The role of acute myeloid leukemia (AML) mutations in the pathogenesis of the disease has not been fully understood, and many genomic mutations in AML remain unknown. A team of researchers has recently analyzed large databases of genetic mutations and has selected 200 adult cases of de novo AML for their new study, using a variety of methods of genomic sequencing (The Cancer Genome Atlas Research Network. N Engl J Med. 2013 May 1. [Epub ahead of print]).
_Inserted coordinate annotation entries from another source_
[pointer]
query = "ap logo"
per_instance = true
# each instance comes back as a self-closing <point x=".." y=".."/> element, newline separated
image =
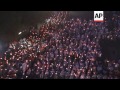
<point x="98" y="16"/>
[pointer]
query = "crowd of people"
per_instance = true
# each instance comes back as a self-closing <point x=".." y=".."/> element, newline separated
<point x="61" y="49"/>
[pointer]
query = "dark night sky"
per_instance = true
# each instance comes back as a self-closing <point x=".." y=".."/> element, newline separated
<point x="12" y="21"/>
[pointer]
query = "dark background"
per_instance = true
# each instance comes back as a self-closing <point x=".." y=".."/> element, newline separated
<point x="11" y="22"/>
Results show that AML genes are associated with the fewest mutations of all types of adult cancers, with an average of only 13 mutations. Of these, 5 mutations on average are in genes that recur in AML in the various phenotypes. A total of 23 genes were significantly associated with AML mutations, and 237 genes were mutated in ≥2 samples. The majority of the samples had ≥1 nonsynonymous mutations in 1 of 9 gene types that are believed to be associated with the pathogenesis of AML; these include transcription-factor fusions, the gene encoding nucleophosmin (NPM1), tumor-suppressor genes, DNA-methylation–related genes, signaling genes, chromatin-modifying genes, myeloid transcription-factor genes, cohesin-complex genes, and spliceosome-complex genes. The classification of the mutated genes into 9 categories reveals strong biologic relationships that will likely have important clinical implications.
The team identified at least 1 potential driver mutation in nearly every sample of AML subtype that was investigated, indicating that the complex genetic interaction is linked to the pathogenesis of this malignancy in each patient. The large database will be used to further study the nature of AML and to develop new targeted therapies for this patient population.